Solid State Disk makes HP 3000 a solid legacy player

It’s an amazing number, 46 years. That’s how long John Zoltak has worked with a company that relies on HP 3000s and MPE. He first clocked in at Fives North American Combustion during 1974. Legacy computing was called data processing back in those days.

Even after more than 40 years of data processing, Zoltak uses more modern-era tech for his MPE/iX HP 3000 Series 957. It has been running on an SSD memory card for over a year.

The HP 3000 continues to contribute to the datacenter mix.

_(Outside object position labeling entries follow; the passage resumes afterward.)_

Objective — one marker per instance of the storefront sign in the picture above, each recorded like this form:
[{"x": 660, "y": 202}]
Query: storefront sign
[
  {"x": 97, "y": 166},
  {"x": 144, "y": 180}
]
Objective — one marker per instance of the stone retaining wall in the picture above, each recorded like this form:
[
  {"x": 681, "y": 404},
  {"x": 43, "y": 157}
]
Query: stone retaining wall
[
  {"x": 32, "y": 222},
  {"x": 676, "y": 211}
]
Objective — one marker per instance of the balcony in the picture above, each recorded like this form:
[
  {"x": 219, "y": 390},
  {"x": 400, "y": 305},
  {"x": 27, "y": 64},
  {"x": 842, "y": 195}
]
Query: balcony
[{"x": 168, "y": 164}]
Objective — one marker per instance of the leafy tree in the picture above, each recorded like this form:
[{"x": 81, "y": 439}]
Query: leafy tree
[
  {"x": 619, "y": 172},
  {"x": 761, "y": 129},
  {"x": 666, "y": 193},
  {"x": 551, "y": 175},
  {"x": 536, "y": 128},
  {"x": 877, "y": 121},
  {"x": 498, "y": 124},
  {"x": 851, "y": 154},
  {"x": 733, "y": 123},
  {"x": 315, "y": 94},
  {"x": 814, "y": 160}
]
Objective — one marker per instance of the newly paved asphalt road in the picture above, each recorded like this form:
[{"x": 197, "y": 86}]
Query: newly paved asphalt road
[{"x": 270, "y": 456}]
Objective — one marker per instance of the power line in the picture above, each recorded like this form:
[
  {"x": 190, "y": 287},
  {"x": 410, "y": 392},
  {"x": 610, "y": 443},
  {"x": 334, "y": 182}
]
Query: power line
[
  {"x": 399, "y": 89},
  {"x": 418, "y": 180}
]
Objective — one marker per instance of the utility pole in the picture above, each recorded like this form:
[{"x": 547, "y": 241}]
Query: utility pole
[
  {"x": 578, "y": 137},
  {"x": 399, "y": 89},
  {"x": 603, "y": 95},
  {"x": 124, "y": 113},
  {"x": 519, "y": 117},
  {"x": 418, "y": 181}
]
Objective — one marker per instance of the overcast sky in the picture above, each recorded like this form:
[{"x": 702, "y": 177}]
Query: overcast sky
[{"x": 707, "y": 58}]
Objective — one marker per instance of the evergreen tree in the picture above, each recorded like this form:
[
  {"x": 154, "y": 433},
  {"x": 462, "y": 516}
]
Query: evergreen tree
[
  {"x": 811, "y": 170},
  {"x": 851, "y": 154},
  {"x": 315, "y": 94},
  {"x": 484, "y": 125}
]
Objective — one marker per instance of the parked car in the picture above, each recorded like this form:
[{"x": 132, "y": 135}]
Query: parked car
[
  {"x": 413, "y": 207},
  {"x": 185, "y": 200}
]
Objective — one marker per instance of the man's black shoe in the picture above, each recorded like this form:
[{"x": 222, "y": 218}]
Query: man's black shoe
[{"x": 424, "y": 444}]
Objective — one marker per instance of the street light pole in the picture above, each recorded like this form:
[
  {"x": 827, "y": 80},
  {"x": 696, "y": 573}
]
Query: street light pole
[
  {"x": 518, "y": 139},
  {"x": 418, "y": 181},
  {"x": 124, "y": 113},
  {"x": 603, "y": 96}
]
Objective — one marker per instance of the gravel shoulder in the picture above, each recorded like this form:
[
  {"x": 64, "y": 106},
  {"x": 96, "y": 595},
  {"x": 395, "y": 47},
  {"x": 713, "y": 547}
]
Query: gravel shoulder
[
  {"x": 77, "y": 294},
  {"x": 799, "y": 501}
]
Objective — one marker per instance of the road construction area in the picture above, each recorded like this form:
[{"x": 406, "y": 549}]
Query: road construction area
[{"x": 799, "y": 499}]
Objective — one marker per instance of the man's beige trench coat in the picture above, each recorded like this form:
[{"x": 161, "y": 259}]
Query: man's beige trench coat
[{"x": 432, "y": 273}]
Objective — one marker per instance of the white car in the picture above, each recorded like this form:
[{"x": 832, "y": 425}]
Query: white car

“These days the HP 3000 just sits there running,” Zoltak says. “Hardly anyone accesses it. Most people here don’t even know it exists. There are some of the older ones who remember the old days where everything was on the HP 3000. Mostly now it’s there for reference, but I have copied most of the data and put it into SQL Server databases, and have created web applications to search it.”

Just like that first HP 3000, Zoltak didn’t serve data processing needs at first. He started in 1974 wiring control panels as a summer job. He continued part-time job while finishing his education at Cleveland State. After another year and a half, went to full time at the company.

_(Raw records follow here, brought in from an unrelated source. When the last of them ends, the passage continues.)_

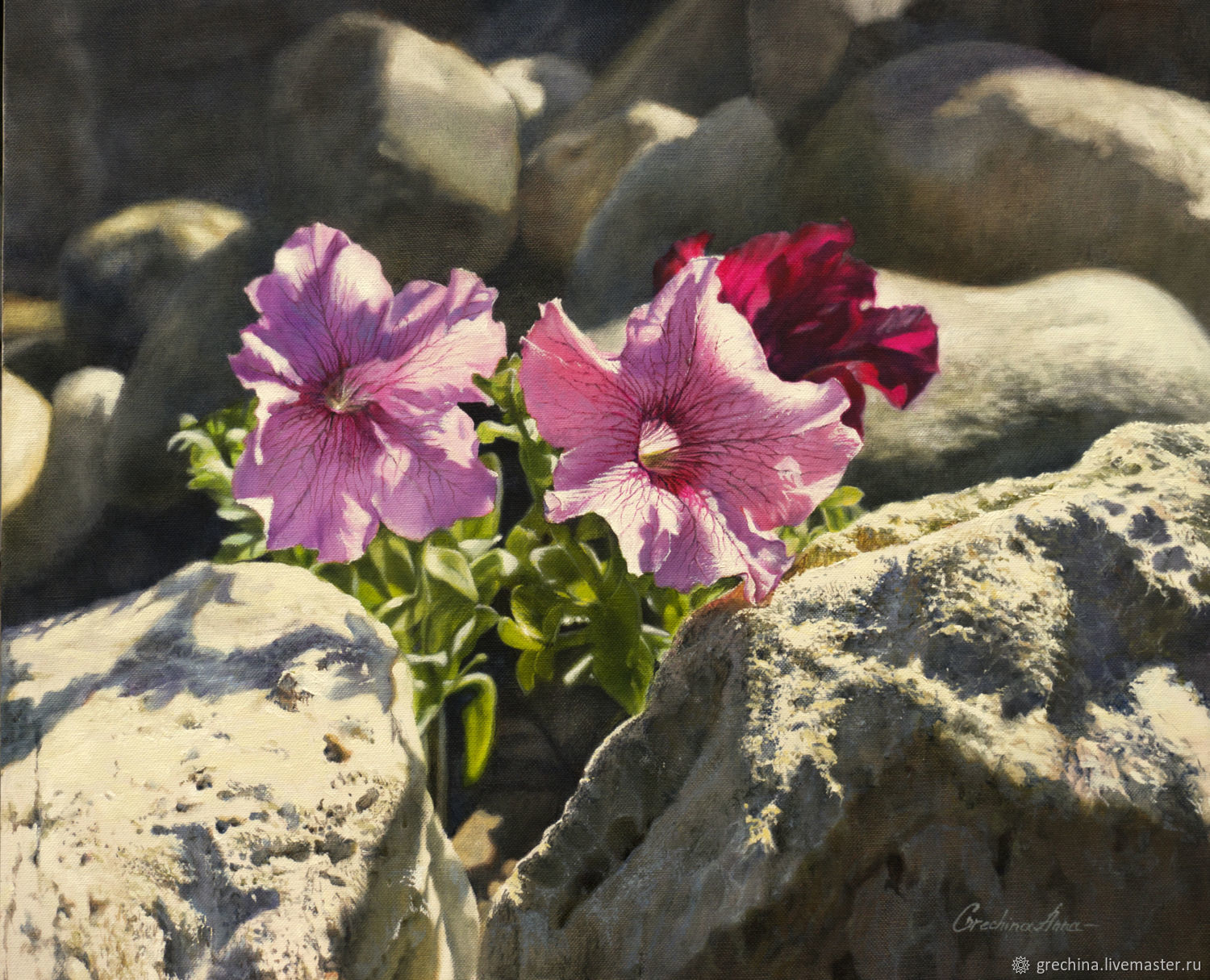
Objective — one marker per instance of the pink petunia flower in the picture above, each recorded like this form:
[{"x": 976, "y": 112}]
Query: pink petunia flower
[
  {"x": 358, "y": 389},
  {"x": 685, "y": 443},
  {"x": 808, "y": 302}
]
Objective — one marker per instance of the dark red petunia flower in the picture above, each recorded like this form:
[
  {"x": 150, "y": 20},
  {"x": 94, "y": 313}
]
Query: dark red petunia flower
[{"x": 811, "y": 307}]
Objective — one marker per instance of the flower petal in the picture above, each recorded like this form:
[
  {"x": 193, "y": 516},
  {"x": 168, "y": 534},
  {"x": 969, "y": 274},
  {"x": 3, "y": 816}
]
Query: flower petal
[
  {"x": 322, "y": 307},
  {"x": 678, "y": 256},
  {"x": 440, "y": 336},
  {"x": 307, "y": 472},
  {"x": 428, "y": 473},
  {"x": 571, "y": 390},
  {"x": 682, "y": 338}
]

“I was assembling steel roll guiding equipment. Then I started traveling the world servicing that equipment,” he says. “Around 1978 I got a Apple II and found I had an affinity for computers. I already had experience in electronics. It was my hobby, next to chemistry.”

So while Zoltak was not on service calls, he began tinkering with programming on the HP 3000 using BASIC. By 1981 he moved to accounting. “My boss was the grandson of the founder,” he says. “He gave me an opportunity to grow in IT. At that time, I was IT.”

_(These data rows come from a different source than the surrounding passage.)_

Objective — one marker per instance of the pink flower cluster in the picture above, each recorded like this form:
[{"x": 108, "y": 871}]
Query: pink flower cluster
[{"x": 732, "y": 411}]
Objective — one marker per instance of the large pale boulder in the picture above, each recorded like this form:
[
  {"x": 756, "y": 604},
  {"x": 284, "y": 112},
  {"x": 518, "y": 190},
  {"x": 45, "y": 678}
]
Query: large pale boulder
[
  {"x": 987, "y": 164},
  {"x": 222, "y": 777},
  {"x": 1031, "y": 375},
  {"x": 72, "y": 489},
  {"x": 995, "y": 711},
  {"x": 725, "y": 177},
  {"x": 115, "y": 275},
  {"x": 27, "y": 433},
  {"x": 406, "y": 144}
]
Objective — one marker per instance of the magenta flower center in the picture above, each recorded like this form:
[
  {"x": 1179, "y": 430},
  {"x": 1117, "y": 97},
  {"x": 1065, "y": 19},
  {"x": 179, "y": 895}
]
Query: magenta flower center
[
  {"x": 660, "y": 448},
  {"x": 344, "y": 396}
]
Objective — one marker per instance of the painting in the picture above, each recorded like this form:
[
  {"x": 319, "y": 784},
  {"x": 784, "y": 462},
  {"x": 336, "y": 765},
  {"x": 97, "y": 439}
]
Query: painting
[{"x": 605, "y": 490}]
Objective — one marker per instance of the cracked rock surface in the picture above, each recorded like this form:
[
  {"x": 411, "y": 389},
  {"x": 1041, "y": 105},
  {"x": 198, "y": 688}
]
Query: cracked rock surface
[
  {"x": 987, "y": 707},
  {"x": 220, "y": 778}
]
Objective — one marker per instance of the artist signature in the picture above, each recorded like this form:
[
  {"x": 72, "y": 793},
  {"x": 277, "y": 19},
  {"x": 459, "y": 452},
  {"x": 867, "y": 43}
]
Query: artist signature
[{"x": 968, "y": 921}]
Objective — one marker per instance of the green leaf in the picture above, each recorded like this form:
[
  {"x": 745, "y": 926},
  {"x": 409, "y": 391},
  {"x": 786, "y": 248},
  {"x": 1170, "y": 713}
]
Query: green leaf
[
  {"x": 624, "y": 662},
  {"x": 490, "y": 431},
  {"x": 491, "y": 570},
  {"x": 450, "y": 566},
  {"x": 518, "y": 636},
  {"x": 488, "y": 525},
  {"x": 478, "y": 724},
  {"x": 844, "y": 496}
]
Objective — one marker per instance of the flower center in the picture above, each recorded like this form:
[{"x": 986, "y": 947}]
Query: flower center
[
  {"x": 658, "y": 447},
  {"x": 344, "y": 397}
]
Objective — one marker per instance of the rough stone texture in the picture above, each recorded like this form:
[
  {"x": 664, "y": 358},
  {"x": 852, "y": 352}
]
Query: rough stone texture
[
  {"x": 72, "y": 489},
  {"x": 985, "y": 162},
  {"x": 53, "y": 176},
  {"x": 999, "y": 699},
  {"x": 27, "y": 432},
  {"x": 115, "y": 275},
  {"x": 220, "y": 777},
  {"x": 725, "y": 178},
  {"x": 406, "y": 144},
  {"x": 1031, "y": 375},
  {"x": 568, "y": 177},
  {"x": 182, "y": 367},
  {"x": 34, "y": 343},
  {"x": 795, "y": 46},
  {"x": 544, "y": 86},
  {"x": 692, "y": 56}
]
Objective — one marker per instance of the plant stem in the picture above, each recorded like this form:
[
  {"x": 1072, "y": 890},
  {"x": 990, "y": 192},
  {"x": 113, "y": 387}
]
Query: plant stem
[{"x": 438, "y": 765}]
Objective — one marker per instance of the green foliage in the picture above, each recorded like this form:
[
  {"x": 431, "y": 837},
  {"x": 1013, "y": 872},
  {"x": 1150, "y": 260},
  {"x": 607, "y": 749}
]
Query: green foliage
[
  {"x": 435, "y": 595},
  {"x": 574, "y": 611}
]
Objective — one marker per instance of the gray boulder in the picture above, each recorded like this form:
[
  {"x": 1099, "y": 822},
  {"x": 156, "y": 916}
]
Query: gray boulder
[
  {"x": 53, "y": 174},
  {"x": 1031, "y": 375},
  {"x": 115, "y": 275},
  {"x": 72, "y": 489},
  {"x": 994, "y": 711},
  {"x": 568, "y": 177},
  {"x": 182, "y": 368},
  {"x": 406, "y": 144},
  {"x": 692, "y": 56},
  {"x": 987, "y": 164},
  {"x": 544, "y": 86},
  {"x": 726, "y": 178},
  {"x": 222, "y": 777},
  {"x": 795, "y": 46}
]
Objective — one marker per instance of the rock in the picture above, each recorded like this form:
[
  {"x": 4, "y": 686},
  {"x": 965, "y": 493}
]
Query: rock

More than 35 years later, the HP 3000 was running on a Model 20 Array. It had twenty 2GB disks. Half had failed already, and replacements were becoming hard to acquire. “I had been searching for a solution for SCSI storage, using network storage. I was just about ready to build something when I happened to come upon SCSI2SD.” The product connects SSD devices with SCSI outlets on HP 3000s and other servers. Zoltak told the company’s IT purchaser to get a couple.

The beginning of the project didn’t go well. “My first attempts were disappointing,” Zoltak says. “Didn’t work at all. I emailed the developer in Australia and we began trying to get it to function. He had mostly been applying it to MIDI instruments as a SCSI drive replacement for that segment.”